Your calculations do not jibe with the information from this source:

http://www.ndt-ed.org/EducationResources/CommunityCollege/PenetrantTest/Introduction/visualacuity.htm

Their formula: X/2 = d (tan Theta/2)

Where: X = normal acuity in inches
d = viewing distance
Theta = 1/60 of a degree, i.e,. normal acuity in degrees

Yields an X value of .00349" for a 12" viewing distance.
That translates into 286.5 pixels per inch. Solving for the pixels
required for an 8.5" x 11" (8.5 x 286.5) x (11 x 286.5) image
yields 7,661,296.5 pixels or a bit more than 7.6 megapixels for
a 12' viewing distance.

Or am I missing something?

--
When a hammer is your only tool, all problems begin to look like nails.
 
not only does that not jibe with the formula and the results from the
source I cited, but it also doesn't fit with my own experience in printing
many pictures at various sizes and resolutions over the past 10 years.
Your numbers are just way too high.

--
When a hammer is your only tool, all problems begin to look like nails.
 
The article you site is speaking about line pairs for the.

"What this means is that if you had alternating black and white lines that were all 0.00349 inch wide, it would appear to most people as a mass of solid gray."

Two pixels are required to produce a line pair. Take the 7 megpixels and multiply it by 4 (2 x per axis) to get the 28 megapixels. I am not claiming that 30 megapixel picture is required to print an acceptable 8.5 x 11 image, this is just the limitation of the eyes resolution.
--
Canon A2E, Sony R1 & Panasonic TZ5
 
Yes, the source I cited does talk about line pairs, made up of lines
that are each 0.00349 inch wide , which is equivalent to 286.5 pixels
per inch. The total width of each line pair is 2 x .00349 or .00698.

Your reasoning would mean that the average human eye can resolve
up to approximately 573 pixels.
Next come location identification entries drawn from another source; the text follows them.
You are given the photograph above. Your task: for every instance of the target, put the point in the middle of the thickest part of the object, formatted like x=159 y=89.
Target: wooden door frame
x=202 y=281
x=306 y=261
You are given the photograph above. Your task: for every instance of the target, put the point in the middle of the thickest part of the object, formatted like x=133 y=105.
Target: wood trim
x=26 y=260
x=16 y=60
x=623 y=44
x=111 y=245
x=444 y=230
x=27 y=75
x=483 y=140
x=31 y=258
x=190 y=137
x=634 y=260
That doesn't stand up to reality.

Try this experiment, view a camera resolution test card at a distance of
12 inches under good lighting to see how well your eyes can resolve the
lines on it. I did that using my reading glasses, which give me 20/20
vision at that distance, and I could barely discern the line pairs at the
highest density - which on the card I have is about 100 line pairs per
inch - i.e., equivalent to about 200 pixels per inch. That makes it quite
difficult for me to accept that my eyes could resolve line pairs that are
more that 2 1/2 times denser.

--
When a hammer is your only tool, all problems begin to look like nails.
 
Jerry, this is a nice bit of math you have done.
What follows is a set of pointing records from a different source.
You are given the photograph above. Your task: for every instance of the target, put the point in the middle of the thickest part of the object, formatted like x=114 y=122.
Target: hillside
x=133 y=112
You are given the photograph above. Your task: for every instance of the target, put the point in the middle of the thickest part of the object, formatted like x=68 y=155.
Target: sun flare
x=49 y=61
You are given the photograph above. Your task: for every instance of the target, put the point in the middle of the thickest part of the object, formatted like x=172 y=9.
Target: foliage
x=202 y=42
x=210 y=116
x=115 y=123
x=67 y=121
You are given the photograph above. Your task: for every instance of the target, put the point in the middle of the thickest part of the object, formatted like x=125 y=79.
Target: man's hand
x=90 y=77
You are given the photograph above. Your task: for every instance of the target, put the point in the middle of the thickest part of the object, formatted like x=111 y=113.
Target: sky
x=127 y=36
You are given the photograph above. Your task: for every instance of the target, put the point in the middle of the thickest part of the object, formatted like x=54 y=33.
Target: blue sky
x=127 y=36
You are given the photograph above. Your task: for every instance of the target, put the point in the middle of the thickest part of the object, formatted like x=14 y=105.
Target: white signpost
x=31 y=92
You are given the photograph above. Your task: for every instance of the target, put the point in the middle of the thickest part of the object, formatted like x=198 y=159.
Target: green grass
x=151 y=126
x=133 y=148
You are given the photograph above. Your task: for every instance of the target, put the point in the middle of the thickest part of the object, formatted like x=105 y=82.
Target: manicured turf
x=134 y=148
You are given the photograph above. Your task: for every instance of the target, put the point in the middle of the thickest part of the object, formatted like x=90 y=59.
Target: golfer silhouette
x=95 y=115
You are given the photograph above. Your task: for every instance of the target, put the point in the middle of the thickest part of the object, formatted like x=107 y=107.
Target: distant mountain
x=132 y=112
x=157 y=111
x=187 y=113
Given the fact that many of us including me will eventually be purchasing a new (Sony?) wide screen TV, the major question is what size screen should I choose for a given viewing distance?
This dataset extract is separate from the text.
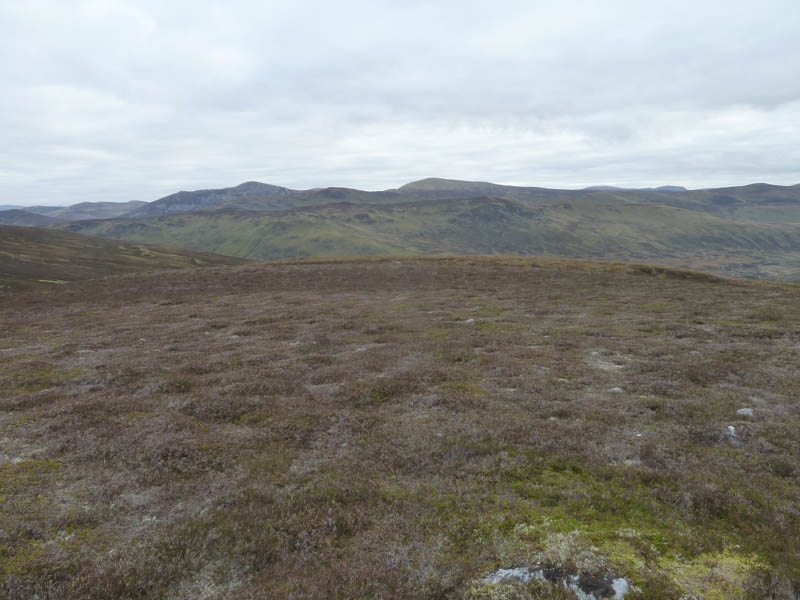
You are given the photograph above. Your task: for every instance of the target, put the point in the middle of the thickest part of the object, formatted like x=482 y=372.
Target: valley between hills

We sit approximately thirteen feet from the TV. What would you or another knowledgeable forum participant recon would be the minimum screen size and the maximum screen size for pleasurable viewing?

TIA-
-doc
 
My wife makes these major decisions. For a 13' viewing distance 42" would be on the small size, 50" would be about right for 13 feet.
--
Canon A2E, Sony R1 & Panasonic TZ5
 
2nd generation laser printers printed at 600 dpi, 1st generation ones
printed at 300 dpi and you still could not see the individual dots even
then. But, that is not much of a proof of anything because with printers
like lasers and inkjets dot size and dot density both have to be taken into
account when considering their print quality. They are designed so that
the dots overlap to give smooth shapes to letters and graphics.

As for it "being the math", when the math yields results that are at
odds, and significantly so in this case, with observation, then its time
to go back and look at your math again.

--
When a hammer is your only tool, all problems begin to look like nails.
 
The right amount of pixels that is required to print a photo is the result of how beautiful the photo looks on the wall from a normal viewing distance and the number of wows it gets from those who watch it. This is the only correct practical answer, all the rest, excuse me for the term, is pure masturbation.

Cheers
Moti

p.s. what is pixels?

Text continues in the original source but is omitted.